- Victoria Cross Medal
- Born: 13 May 1845 Pithoragarh, Uttarakhand, India
- Died: 7 March 1883 (aged 37) Delhi, India
- Buried: Old Military Cemetery, Delhi, India
- Allegiance: British India
- Branch: British Indian Army
- Rank: Apothecary
- Unit: Indian Medical Establishment
- Conflicts: Second Opium War Battle of Taku Forts;
- Awards: Victoria Cross

= Andrew Fitzgibbon =

Recipient of the Victoria Cross (1845–1883)

Andrew Fitzgibbon VC (13 May 1845 – 7 March 1883) was a British soldier, and possibly the youngest recipient of the Victoria Cross.

==Details==
Fitzgibbon was born in Pithoragarh, Uttarakhand, India. He was fifteen years old, and a Hospital Apprentice in the Indian Medical Establishment, Indian Army, attached to the 67th Regiment (later The Royal Hampshire Regiment) during the Third China War when the deed for which he was awarded the VC took place.
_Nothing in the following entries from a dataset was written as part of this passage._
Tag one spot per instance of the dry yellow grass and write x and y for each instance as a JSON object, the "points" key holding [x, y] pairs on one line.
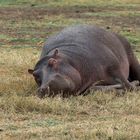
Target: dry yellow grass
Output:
{"points": [[98, 116]]}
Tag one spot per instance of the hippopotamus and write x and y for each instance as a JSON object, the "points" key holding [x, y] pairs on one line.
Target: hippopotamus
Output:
{"points": [[81, 56]]}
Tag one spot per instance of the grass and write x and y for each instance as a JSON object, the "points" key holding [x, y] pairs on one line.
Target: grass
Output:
{"points": [[24, 28]]}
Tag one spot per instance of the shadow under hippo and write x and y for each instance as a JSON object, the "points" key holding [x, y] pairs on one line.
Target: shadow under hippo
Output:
{"points": [[81, 56]]}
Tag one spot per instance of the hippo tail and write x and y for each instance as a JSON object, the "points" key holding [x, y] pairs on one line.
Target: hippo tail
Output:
{"points": [[134, 66]]}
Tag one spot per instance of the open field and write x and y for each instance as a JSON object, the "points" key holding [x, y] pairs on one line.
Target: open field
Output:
{"points": [[24, 27]]}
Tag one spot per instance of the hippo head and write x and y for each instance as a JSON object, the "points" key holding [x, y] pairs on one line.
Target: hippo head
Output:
{"points": [[54, 74]]}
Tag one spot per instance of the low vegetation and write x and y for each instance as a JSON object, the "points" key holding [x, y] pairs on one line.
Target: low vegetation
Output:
{"points": [[24, 28]]}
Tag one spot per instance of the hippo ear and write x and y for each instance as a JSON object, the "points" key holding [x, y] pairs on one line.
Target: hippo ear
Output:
{"points": [[30, 71], [52, 61], [55, 53]]}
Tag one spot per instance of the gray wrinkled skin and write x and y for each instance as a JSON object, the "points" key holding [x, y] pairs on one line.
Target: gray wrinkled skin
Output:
{"points": [[84, 55]]}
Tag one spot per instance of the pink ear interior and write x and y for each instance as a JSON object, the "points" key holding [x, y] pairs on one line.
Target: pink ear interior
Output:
{"points": [[55, 53], [30, 71], [52, 61]]}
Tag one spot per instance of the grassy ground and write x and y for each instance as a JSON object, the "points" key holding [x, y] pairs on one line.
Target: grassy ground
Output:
{"points": [[24, 26]]}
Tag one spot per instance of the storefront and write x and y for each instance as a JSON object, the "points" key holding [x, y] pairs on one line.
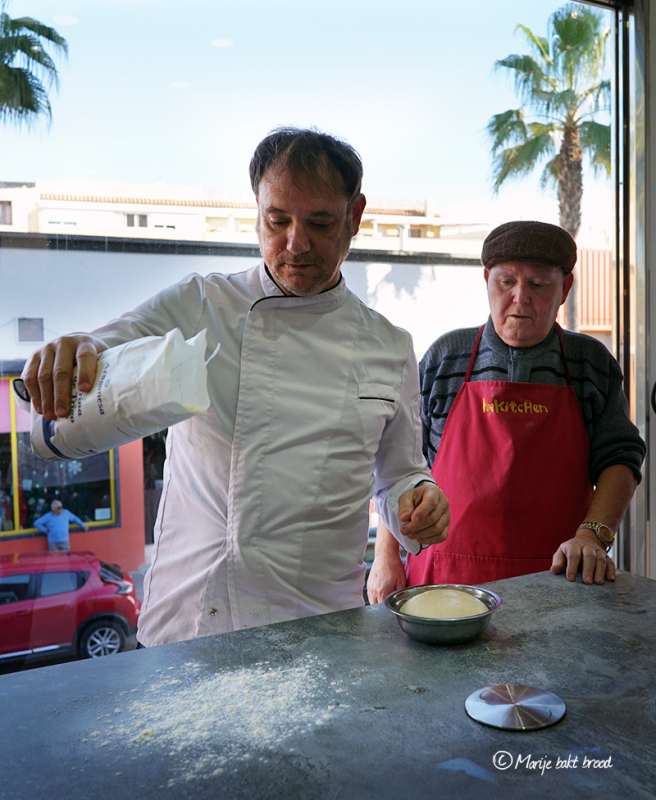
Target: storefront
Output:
{"points": [[105, 491]]}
On 21 August 1860 at the capture of the Northern of the Taku Forts, China, Fitzgibbon accompanied a wing of the 67th Regiment when it took up a position within 500 yards of the fort. He proceeded, under heavy fire, to attend a dhoolie-bearer whose wound he had been directed to bind up. Then, while the regiment was advancing under the enemy's fire, he ran across the open ground to attend to another wounded man. In doing so he was himself severely wounded.

==Further information==
Acknowledged to be youngest recipient of the VC (aged 15 years, 3 months), with Thomas Flynn (VC). Jack Cornwell was 16 years old when he was awarded a posthumous Victoria Cross after the Battle of Jutland.

Fitzgibbon later achieved the rank of Apothecary. He died in Delhi, India on 7 March 1883. He is believed to have been buried with his Victoria Cross.